NAME
sim - find similarities in C, Java, Pascal, Modula-2, Lisp, Miranda or
text files
SYNOPSIS
sim_c [ -[defFnpsS] -r N -w N -o F ] file ... [ / [ file ... ] ]
sim_c ...
sim_java ...
sim_pasc ...
sim_m2 ...
sim_lisp ...
sim_mira ...
sim_text ...
DESCRIPTION
Sim_c reads the C files file ... and looks for pieces of text that are
similar; two pieces of program text are similar if they only differ in
layout, comment, identifiers and the contents of numbers, strings and
characters. If any runs of sufficient length are found, they are
reported on standard output; the number of significant tokens in the
run is given between square brackets.
Sim_java does the same for Java, sim_pasc for Pascal, sim_m2 for
Modula-2, sim_lisp for Lisp, and sim_mira for Miranda.
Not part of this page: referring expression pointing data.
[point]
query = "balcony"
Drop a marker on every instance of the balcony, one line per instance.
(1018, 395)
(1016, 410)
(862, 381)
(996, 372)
Sim_text works
on arbitrary text; it is occasionally useful on shell scripts.
The program can be used for finding copied pieces of code in
purportedly unrelated programs (with -s or -S), or for finding
accidentally duplicated code in larger projects (with -f).
If a / is present between the input files, the latter are divided into
a group of "new" files (before the /) and a group of "old" files; if
there is no /, all files are "new". Old files are never compared to
each other. Since the similarity tester reads the files several times,
it cannot read from standard input.
There are the following options:
-d The output is in a diff(1)-like format instead of the default
2-column format.
-e Each file is compared to each file in isolation; this will find
all similarities between all texts involved, regardless of
duplicates.
-f Runs are restricted to pieces with balancing parentheses, to
isolate potential functions (C, Java, Pascal, Modula-2 and Lisp
only).
-F The names of functions in calls are required to match exactly
(C, Java, Pascal, Modula-2 and Lisp only).
-n Similarities found are only summarized, not displayed.
-o F The output is written to the file named F.
-p The output is given in similarity percentages; see below.
-r N The minimum run length is set to N (default is N = 24).
-s The contents of a file are not compared to itself (-s = not
self).
-S The contents of the new files are compared to the old files only
- not between themselves.
-w N The page width used is set to N columns (default is N = 80).
The -p option results in lines of the form meaning that % of ’s text
can also be found in . Note that this relation is not symmetric; it is
in fact quite possible for one file to consist for 100 % of text from
another file, while the other file consists for only 1 % of text of the
first file, if their lengths differ enough. Note also that the
granularity of the recognized text is still governed by the -r option
or its default.
Care has been taken to keep all internal processes linear in the length
of the input, with the exception of the matching process which is
almost linear, using a hash table; various other tables are used for
speed-up. If, however, there is not enough memory for the tables, they
are discarded in order of unimportance, under which conditions the
algorithms revert to their quadratic nature.
AUTHOR
Dick Grune, Vrije Universiteit, Amsterdam.
BUGS
Strong periodicity in the input text (like a table of N almost
identical lines) causes problems. Sim tries to cope with this but
cannot avoid giving appr. log N messages about it. The best advice is
still to take the offending files out of the game.
Since it uses lex(1) on some systems, it may dump core on any weird
construction that overflows lex’s internal buffers.